Here in Henry County we would probably use the word “Manure.”  I spent three years on the morning shift of the family dairy farm.  After you milked the cows you got out a great big scoop shovel and cleaned out the barn.  I had to hurry to get to school.  By the time I got out the shower, by girlfriend, Becky, was there waiting to go to class with me. 

When you work around the stuff all the time, your nose loses its sensitivity.  (That is part of God’s merciful design.). So when I got out of the shower and dressed, I would have Becky give me to sniff test. 

“Did I get the smell of the Dairy off me?”

Sometimes she would say, “No.  You still smell like ‘Dairy Air’” (derriere).  I would go back and scrub a little longer.

Paul called his religious pedigree, prominence, and pride the same name as the stuff I shoveled for three years… that stuff I put in those little baggies when I walk the dog.

Here is the truth about those things we put in our trophy cases:  They all point back to us.  They tell us a story about ourselves that we want to hear. 

Paul says he found something much better to make his life all about:  “I want to be found in Him, not having a righteousness of my own that comes from the Law, but that which comes by faith in Christ.”

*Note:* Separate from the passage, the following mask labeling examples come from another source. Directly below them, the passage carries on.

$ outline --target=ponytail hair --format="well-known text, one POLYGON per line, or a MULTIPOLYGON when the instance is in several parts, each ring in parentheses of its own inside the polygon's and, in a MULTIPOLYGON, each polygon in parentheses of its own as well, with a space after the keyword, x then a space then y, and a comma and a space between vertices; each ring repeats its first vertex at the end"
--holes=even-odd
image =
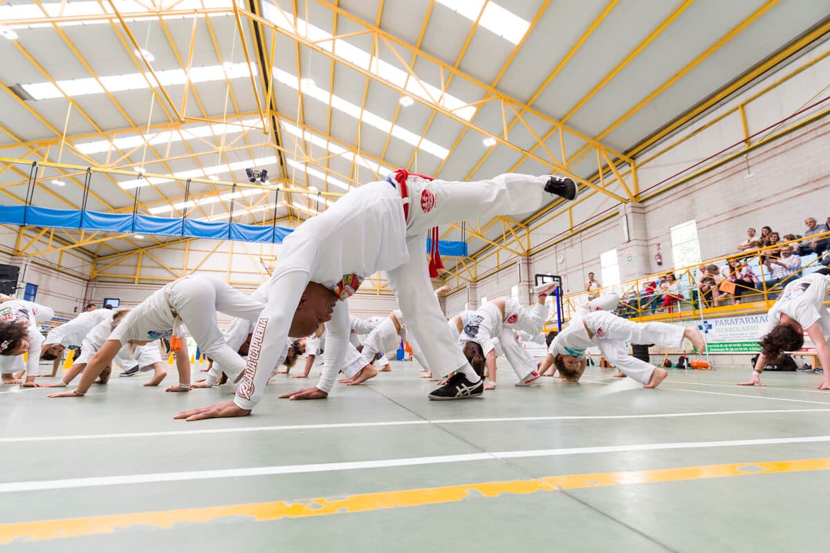
POLYGON ((485 357, 484 350, 480 344, 475 342, 467 342, 464 344, 464 357, 466 357, 472 370, 476 374, 484 378, 485 357))
POLYGON ((804 334, 788 324, 779 324, 758 342, 767 361, 775 361, 782 352, 795 352, 804 346, 804 334))

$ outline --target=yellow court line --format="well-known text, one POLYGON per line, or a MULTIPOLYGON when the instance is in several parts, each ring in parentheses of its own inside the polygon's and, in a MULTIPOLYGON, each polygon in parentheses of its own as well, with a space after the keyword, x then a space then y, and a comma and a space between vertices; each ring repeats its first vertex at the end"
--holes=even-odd
POLYGON ((452 503, 471 497, 476 498, 482 497, 497 497, 505 494, 525 495, 538 492, 816 470, 830 470, 830 458, 569 474, 532 480, 482 482, 442 488, 361 493, 338 499, 320 498, 302 502, 276 501, 51 521, 12 522, 0 525, 0 544, 8 544, 15 540, 37 541, 79 536, 111 534, 131 526, 172 528, 175 524, 211 522, 226 517, 250 517, 257 521, 274 521, 281 518, 305 518, 365 512, 378 509, 452 503))

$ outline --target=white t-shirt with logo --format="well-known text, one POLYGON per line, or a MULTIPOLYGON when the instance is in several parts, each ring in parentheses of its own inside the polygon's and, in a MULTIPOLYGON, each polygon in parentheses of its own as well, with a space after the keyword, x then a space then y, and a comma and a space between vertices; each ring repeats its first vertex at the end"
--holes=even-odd
MULTIPOLYGON (((166 284, 139 303, 138 307, 127 313, 108 339, 118 340, 123 346, 130 340, 152 342, 169 337, 173 333, 178 337, 183 336, 181 324, 177 325, 173 332, 173 326, 176 321, 167 300, 168 288, 176 282, 178 281, 166 284)), ((207 315, 213 316, 212 313, 206 313, 207 315)))
POLYGON ((71 321, 52 328, 46 334, 47 344, 80 346, 96 324, 102 321, 112 322, 112 309, 95 309, 81 313, 71 321))
POLYGON ((779 324, 781 313, 796 321, 806 331, 822 318, 823 313, 827 313, 823 304, 828 296, 830 275, 813 273, 793 280, 787 284, 781 297, 769 310, 764 333, 779 324))

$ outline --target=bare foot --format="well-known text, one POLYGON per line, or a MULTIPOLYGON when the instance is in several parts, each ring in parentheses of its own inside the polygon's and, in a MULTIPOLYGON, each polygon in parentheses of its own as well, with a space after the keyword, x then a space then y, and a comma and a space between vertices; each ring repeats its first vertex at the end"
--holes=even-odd
POLYGON ((151 378, 146 384, 145 386, 157 386, 161 384, 161 381, 167 377, 167 373, 162 371, 161 372, 153 375, 151 378))
POLYGON ((642 385, 643 388, 657 388, 660 386, 660 383, 666 380, 666 377, 669 376, 669 371, 666 369, 657 368, 654 369, 654 372, 652 373, 652 380, 648 381, 648 384, 642 385))
POLYGON ((706 342, 703 339, 703 335, 695 327, 686 327, 686 330, 683 331, 683 337, 689 339, 691 345, 697 348, 698 353, 703 353, 706 351, 706 342))
POLYGON ((354 380, 351 382, 348 382, 346 386, 355 386, 359 384, 362 384, 370 378, 374 378, 378 376, 378 370, 372 366, 371 365, 367 365, 364 368, 360 369, 360 372, 354 376, 354 380))

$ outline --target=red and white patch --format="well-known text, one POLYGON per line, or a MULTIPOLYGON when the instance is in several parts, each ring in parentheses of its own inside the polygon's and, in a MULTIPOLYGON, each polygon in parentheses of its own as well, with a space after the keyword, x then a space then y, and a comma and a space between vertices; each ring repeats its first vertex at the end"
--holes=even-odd
POLYGON ((421 192, 421 211, 429 213, 435 207, 435 194, 426 188, 421 192))

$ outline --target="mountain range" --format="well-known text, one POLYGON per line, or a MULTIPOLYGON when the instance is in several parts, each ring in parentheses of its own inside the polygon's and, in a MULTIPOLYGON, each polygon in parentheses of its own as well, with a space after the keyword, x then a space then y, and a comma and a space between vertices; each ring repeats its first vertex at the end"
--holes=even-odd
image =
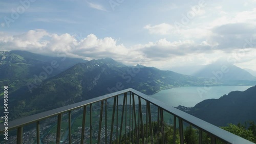
POLYGON ((218 126, 256 122, 256 86, 236 91, 218 99, 204 100, 186 112, 218 126))
POLYGON ((127 88, 152 94, 174 87, 203 85, 206 81, 153 67, 127 66, 109 58, 90 61, 66 58, 62 61, 61 57, 24 51, 1 54, 0 81, 1 85, 8 85, 12 95, 9 110, 13 118, 127 88))
POLYGON ((208 79, 215 77, 219 83, 225 84, 256 80, 256 77, 253 75, 254 71, 242 69, 230 63, 220 61, 205 65, 176 67, 172 69, 181 74, 197 77, 208 79))

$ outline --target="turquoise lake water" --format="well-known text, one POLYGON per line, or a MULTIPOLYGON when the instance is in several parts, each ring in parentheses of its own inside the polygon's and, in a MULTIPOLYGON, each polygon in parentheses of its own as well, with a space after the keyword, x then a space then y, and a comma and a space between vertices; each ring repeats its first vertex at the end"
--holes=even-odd
POLYGON ((194 107, 204 100, 219 99, 231 91, 244 91, 252 86, 214 86, 210 90, 204 87, 181 87, 162 90, 150 96, 172 106, 194 107))

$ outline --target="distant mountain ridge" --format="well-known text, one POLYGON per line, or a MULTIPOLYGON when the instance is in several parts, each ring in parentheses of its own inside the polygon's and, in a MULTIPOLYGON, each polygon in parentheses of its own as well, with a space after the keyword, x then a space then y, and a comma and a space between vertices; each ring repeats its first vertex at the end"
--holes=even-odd
POLYGON ((10 93, 20 88, 26 90, 27 83, 35 77, 50 78, 78 63, 87 61, 62 54, 54 57, 23 51, 1 51, 0 85, 8 85, 10 93))
POLYGON ((256 86, 244 91, 232 91, 219 99, 203 101, 187 112, 218 126, 256 122, 255 93, 256 86))
POLYGON ((222 73, 223 77, 219 80, 222 81, 230 80, 247 80, 255 81, 256 77, 253 76, 249 72, 228 63, 215 63, 205 65, 199 71, 193 75, 198 77, 210 78, 216 76, 215 73, 222 71, 225 67, 226 73, 222 73))
POLYGON ((201 86, 205 82, 204 79, 161 70, 155 67, 141 65, 127 66, 109 58, 77 63, 39 83, 34 83, 39 81, 40 78, 38 77, 31 79, 23 90, 18 89, 13 92, 15 99, 10 104, 9 110, 14 117, 127 88, 152 94, 161 89, 201 86))

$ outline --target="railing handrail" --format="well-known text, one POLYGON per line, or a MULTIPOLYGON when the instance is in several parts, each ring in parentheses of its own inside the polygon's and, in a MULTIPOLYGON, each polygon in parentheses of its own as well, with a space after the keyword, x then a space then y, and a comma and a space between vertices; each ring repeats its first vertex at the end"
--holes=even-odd
MULTIPOLYGON (((59 114, 78 109, 84 106, 89 105, 91 104, 100 102, 106 99, 109 99, 130 91, 135 93, 141 98, 146 101, 148 101, 151 103, 161 107, 166 111, 175 115, 177 117, 181 118, 182 121, 184 121, 200 129, 207 132, 215 136, 223 139, 230 143, 254 143, 214 125, 204 121, 199 118, 179 110, 173 107, 172 106, 170 106, 165 103, 164 103, 157 99, 148 96, 132 88, 126 89, 77 103, 15 119, 8 122, 8 129, 11 130, 18 127, 23 127, 25 125, 27 125, 31 123, 41 121, 48 117, 55 115, 58 115, 59 114)), ((3 132, 5 130, 5 127, 4 125, 1 125, 0 126, 0 132, 3 132)))

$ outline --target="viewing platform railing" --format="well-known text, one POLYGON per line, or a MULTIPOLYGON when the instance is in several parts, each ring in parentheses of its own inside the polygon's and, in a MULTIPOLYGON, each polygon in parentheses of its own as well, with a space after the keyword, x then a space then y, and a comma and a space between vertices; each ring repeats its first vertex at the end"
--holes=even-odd
POLYGON ((186 143, 192 132, 198 143, 253 143, 132 88, 9 122, 13 131, 0 143, 186 143))

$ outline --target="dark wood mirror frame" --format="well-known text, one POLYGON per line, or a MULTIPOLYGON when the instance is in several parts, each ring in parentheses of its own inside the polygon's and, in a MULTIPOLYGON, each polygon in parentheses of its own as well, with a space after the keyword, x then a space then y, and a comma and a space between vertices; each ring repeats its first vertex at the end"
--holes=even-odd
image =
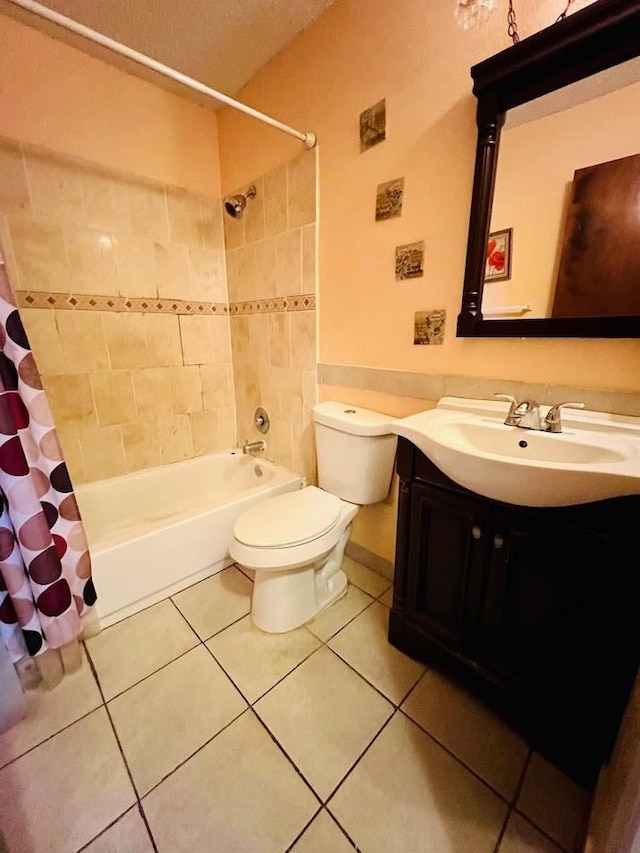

He did not want his foundation to be himself.  His foundation was none other than Christ.  And here we find the secret of Paul’s strength.  This is what allowed him to remain joyful even under House Arrest:

My circumstances cannot defeat me when my Savior defines me. 

Here is the thing about our Savior:  He has been through fire.  He has been locked up and nailed down.  He was been through death and hell itself. 

When you live in Christ, you are not fighting for a victory.  You are fighting from a Victory.  Paul’s circumstances could not defeat him because his Savior defined him.

You can’t arrest Paul.  He has already been arrested by Christ.  His life is hid in Him.  He would say in Philippians 1:21, “For me to live is Christ, and to die is gain.”

Let me ask you:  What is your foundation?  Is it in you?:  Your pedigree, accomplishments, looks, work, or family?  Or is it in something more than you?

That is an important question.  One answer leads to victimhood when any of those things are taken from you.  The other leads to victory.

One leads to frustrating limitation when they take you as far as they can go.  The other leads to liberty

Here is a prayer to help us check our foundation, to confirm that our identity is in nothing less that Jesus’ blood and righteousness:

Dear Jesus, I trash my trophies.  I want a status not given by my accomplishments but by your grace and righteousness.  Make me rich by giving me those things that the world doesn’t give and the world cannot take away.  For me, to live is Christ.  Amen.

What's the longest you can be on house arrest?

How Long Can House Arrest Last? House arrest that is used as a method of pretrial confinement will only last until the conclusion of the trial. Following the trial, a house arrest sentence might last anywhere from two weeks to twelve months, depending on what crime the offender was convicted of at trial.

Can you have visitors on house arrest in California?

One of the perks of being under house arrest is that offenders are often allowed to be visited by their friends and family. Though, this is only allowed when visitors are specifically approved in the terms of the house arrest sentence.